Hi from Maine

  • Hello,

    So I too have decided that I have been fat for way too long. I know that I have a lot of weight to lose; but I keep telling myself that I didn't get this way overnight so it will take time to change.

    I am 43 years old, single with no human children, but a two-year Dalmatian child. I seem to always get into the cycle of being depressed over being fat, so I eat junk food and then get even more fat so I get more depressed, etc. etc. etc. This is going to be one of my major obstacles on this weight loss journey. I am very much an emotional eater...I eat when I am happy, angry, sad, bored whatever reason I can come up with.

    I know that this has to be it for me. I feel and look awful and do realize that it is my own fault because I let myself get to this point. I also recognize that I have "safety blanket" issues where my weight is my tool to keep people from getting close to me emotionally, especially men.
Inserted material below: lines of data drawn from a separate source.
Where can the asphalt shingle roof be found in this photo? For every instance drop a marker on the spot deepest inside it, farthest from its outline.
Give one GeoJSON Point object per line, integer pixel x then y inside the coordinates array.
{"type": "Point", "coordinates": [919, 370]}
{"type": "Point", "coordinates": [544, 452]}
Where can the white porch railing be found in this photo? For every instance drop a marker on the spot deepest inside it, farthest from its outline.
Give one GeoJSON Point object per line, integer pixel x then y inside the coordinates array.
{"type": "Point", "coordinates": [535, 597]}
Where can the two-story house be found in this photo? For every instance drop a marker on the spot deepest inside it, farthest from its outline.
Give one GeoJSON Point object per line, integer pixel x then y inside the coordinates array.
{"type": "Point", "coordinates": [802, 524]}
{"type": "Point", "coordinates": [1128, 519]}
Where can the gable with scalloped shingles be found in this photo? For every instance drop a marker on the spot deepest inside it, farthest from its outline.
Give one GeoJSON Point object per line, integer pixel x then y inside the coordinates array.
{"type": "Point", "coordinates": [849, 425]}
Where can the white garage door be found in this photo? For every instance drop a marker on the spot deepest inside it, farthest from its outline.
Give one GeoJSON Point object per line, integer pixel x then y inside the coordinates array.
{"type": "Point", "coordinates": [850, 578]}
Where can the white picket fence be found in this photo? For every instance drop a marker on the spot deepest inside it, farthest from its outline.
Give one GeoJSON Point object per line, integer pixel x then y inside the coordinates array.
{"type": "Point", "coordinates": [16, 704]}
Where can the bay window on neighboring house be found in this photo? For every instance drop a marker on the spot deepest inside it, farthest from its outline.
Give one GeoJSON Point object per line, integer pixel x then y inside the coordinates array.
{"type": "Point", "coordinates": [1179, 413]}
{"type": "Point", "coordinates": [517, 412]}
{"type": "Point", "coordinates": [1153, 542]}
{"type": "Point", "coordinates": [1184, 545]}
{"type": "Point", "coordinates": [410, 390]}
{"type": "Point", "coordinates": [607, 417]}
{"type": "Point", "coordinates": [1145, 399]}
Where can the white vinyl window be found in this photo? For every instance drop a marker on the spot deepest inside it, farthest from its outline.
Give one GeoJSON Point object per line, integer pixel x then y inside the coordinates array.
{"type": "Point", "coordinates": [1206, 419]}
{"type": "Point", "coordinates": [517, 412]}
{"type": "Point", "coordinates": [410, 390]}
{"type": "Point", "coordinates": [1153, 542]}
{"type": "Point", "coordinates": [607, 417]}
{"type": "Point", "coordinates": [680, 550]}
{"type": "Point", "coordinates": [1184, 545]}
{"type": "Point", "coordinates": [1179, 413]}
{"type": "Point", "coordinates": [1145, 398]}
    Well I am sure that is more than you wanted to know about me, but I am very excited about starting this journey and from the lurking that I have done on this website there is plenty of support here which is what I will need.

    Thanks for listening!
  • Welcome to the forum! You will find a ton of information and support on this site. I wish you all the best in your weight loss journey!
  • Hi Rella, while reading i thought we could be twins... separated at birth! then i realised i am 4 years older so definetly you are not my twin sister.
    i've been in the forum for less than a month, but being here gives motivations and inspiration; yes, this forum helps a lot. Welcome!
  • Hi Magraba,

    Thanks for the welcome. You may be four years older, but you live in Italy so that definitely makes up for the age difference

    I keep telling myself that recognizing my weight issues is the first big step to getting healthy. However, I know that it is going to be a lot of hard work.